【マスター郡司のキーワード解説2021】郡司最終回の巻

掲載日:2021年5月31日

最近の私は「とにかく若い人を育てなくてはいけない」と強く願っている。「どういうふうに若い人を育てたら良いのか?」ばかり考えているのだ。

JAGAT 専務理事 郡司 秀明

郡司最終回の巻

 私の場合は縁あって、若い頃から業界誌やDTPの雑誌に連載を持っていたので、専門用語解説などを随分長いことやってきた。いろいろな現場を訪問させていただくことも勉強になったが、今にして思えばこのキーワード解説が、一番自分のためになった。若い頃の文章は、気持ちだけが先走って大上段に構えてしまい、肩に力が入り過ぎて、分かりにくい自分勝手な文章だったと思う。年を取ってからはその逆で、肩の力が抜け過ぎて、「細かいことは分かんなくていいや!」と大胆にカットしてしまっている。若い頃は調べたこと、知っていることは何でも書いてやろうと、随分稚拙な文章だったと反省している。

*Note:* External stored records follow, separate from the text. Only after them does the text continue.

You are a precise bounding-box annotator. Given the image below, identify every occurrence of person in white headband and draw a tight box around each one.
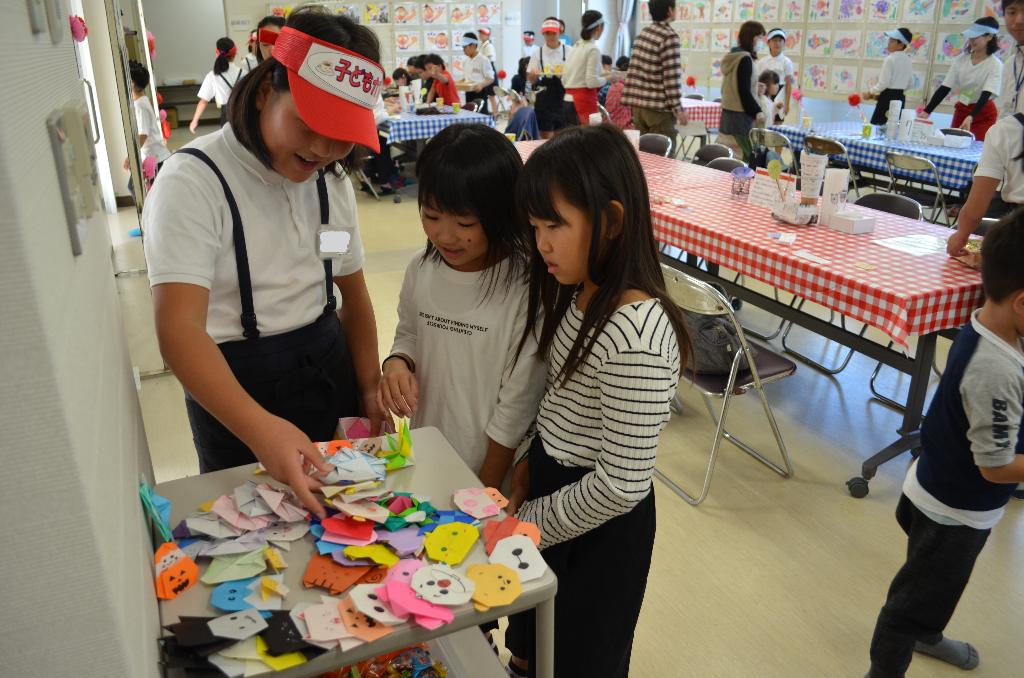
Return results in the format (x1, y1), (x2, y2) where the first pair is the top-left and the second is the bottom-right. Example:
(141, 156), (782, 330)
(563, 10), (620, 122)
(756, 27), (795, 122)
(861, 27), (913, 125)
(461, 31), (496, 113)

文章を書き始めて5〜6年目くらいがちょうどバランスが良かったのではないかと思う。
 ということで、このキーワード解説の執筆を次回から若い人に譲り、私は指導役に回りたいと思っている。私が書くのはこれが最終回なので何を解説しようかと考えたのだが、最近まで間違った認識をしていたという、私自身の誤解をご紹介したい。それはイヤホンだ。ANAで配られているイヤホン(写真1)で、こだわりのある方は機内提供のイヤホンは受け取らずに自前のお気に入りを使用するのだが、私は必ず受け取ることにしている(根っからの貧乏性)。イヤホンは左右が分かりにくいのが欠点で、特にANAのものは分かりにくい。昔のiPhone(iPod)用のイヤホンには、右用にはRの小さな文字が入っていたり、右用のケーブルが少し長かったり、または形状が異なっていて左右が正位置でないとしっくりこなかったりするようになっているのが普通だった。他には、音量調整のボタンが付いている方が右用だったりする。
 しかし、ANA提供のイヤホンの場合は、形状も判別しにくいのだ。唯一の手掛かりが外音を取り入れる小穴が開いていることだけだ。イヤホンには密閉型などいろいろなタイプがあるが、少し外音が聞こえた方が自然なのでこういうタイプが好まれている。私の個人持ちでお気に入りの外音取り入れタイプのイヤホンは後ろ側に穴が開いている形状だったので、ANA提供のイヤホンも何のためらいもなく後ろ側に穴が来るように装着していた。本当に何の疑いもなかったのだ。
 最近のことだが、インターネットで別のことを調べていたときに、イヤホンの左右をチェックする動画が目に付いた(図2)。これは、本来はスピーカー用のようだが、イヤホンで聞けば左右が分かる。そこで、ANA提供のイヤホンをチェックしてみたところ、なんと左右は私が思っていたのと逆で、穴を前にするのが正解だったのだ。国内用のイヤホンが聴診器タイプから現在のタイプに変わって何年くらい経つのだろうか? ずっと間違って使っていたのだ。私は思い込みが激しい方だが、あまり自分を信じていないのでいろいろ確認することにしており、普通の誤解なら半年くらいで判明して、その度に関係方面に謝っている。しかし、このANAイヤホンを誤解していた期間は群を抜いて長かった。私はオーディオに関して変なプライドがあり、変にこだわっていたのだろう。変なプライドなど無い方が良い。今すぐにでもしっかりと調べて、しっかりと対処することが大事だ。キーワードに関しても「その通り」で、印刷人にとっては印刷に関するキーワードにこの傾向が強い。


 最終回だからと大上段に構えて小難しいことを言うつもりなど毛頭ない。「思い込みが強いと、とんでもない間違いを招くものだ」とサラッと申し上げて、私が書くキーワードの最終回にしたいと思っている。次回からは専務理事として「専務のつぶやき」という題名で、印刷業界回りの話題を取り上げたい。昔「マスターのつぶやき」という題名でエッセイを書いていたことがあるが、その専務版だと考えていただきたい。